[英]Remove objects from nested array using Lodash
I have the following JSON structure:我有以下 JSON 结构:
{
"id": 123,
"shops": [
{
"shopId": 456,
"products": [
{
"productId": 10001,
"name": "abc",
"state": "active"
},
{
"productId": 10002,
"name": "def",
"state": "expired"
}
]
},
{
"shopId": 789,
"products": [
{
"productId": 20001,
"name": "qrt",
"state": "expired"
},
{
"productId": 20002,
"name": "jbf",
"state": "active"
}
]
}
]
}
I want to remove all products from each shop where the product does not have certain properties.我想从每个商店中删除产品不具有某些属性的所有产品。
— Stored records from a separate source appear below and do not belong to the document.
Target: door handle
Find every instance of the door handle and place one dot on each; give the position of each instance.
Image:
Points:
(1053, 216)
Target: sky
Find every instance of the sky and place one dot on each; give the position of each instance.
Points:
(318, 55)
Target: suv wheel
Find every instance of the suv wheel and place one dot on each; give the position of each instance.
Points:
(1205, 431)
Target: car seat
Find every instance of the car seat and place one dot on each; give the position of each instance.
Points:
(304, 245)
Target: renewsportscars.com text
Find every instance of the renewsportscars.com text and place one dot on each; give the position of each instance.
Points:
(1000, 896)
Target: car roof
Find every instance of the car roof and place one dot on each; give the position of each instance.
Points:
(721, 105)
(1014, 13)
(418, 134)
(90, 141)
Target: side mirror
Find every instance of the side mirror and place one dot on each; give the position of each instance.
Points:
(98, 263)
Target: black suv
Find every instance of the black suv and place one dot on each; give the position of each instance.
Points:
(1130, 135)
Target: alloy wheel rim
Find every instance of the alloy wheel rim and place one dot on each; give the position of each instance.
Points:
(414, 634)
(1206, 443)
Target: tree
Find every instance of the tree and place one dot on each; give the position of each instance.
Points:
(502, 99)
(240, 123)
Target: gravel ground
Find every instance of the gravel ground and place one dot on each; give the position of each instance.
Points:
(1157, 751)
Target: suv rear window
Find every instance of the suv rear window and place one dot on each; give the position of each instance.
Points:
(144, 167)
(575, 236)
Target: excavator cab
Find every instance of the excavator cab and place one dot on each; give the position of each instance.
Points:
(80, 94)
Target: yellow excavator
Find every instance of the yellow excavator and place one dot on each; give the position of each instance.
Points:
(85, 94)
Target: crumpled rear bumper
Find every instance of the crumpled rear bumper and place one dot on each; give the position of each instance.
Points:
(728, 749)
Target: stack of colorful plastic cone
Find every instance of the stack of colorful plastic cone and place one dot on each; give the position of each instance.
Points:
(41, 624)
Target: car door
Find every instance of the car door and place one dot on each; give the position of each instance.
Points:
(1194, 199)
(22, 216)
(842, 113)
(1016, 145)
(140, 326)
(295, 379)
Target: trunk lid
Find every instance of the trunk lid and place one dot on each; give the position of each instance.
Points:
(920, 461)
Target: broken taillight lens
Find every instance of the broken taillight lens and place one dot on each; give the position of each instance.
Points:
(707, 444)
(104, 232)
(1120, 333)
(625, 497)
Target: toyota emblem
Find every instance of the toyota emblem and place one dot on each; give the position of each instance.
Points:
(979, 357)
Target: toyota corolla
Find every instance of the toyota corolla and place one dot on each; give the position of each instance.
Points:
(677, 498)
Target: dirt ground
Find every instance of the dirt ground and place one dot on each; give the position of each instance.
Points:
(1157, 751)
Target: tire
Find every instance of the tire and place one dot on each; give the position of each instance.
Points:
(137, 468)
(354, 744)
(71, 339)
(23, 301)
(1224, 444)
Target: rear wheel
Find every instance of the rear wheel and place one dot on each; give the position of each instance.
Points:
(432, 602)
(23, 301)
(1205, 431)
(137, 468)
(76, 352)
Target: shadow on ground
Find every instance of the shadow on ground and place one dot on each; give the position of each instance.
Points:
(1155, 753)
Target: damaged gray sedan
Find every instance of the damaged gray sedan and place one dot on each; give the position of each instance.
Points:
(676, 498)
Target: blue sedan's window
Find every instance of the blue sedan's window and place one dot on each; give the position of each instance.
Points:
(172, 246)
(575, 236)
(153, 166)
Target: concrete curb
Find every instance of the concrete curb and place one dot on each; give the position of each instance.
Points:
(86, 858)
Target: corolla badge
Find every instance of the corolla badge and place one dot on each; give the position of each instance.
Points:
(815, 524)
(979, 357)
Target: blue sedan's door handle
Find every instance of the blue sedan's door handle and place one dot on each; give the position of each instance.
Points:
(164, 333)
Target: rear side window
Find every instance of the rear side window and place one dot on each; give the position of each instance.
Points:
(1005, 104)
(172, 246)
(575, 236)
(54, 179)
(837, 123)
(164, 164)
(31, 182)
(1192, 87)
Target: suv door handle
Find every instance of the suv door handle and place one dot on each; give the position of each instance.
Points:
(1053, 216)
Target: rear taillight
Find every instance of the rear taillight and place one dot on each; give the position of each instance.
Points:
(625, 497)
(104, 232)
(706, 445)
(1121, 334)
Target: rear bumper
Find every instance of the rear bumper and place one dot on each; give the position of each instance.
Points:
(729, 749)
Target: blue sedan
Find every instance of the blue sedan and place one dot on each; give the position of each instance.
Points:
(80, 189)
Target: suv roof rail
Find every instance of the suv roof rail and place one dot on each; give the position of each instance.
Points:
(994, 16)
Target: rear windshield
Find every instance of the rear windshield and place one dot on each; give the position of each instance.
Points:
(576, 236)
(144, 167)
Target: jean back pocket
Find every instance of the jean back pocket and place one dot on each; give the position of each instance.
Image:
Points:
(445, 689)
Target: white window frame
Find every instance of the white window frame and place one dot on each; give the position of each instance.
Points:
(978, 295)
If I covert it to a flat map then I can do it fine, but then I lose the outer object as I just have an array with all the products that haven't been removed in.如果我将它转换为平面地图,那么我可以做得很好,但是我丢失了外部对象,因为我只有一个包含所有尚未删除的产品的数组。
_(shopJson.shops).map('products').flatten().map(x => {if(x.state === 'active'){return x}}).compact().value()
I tried the following but just end up with an empty array:我尝试了以下操作,但最终得到了一个空数组:
_(shopJson.shops).map('products').filter(x => x.state === 'active').value()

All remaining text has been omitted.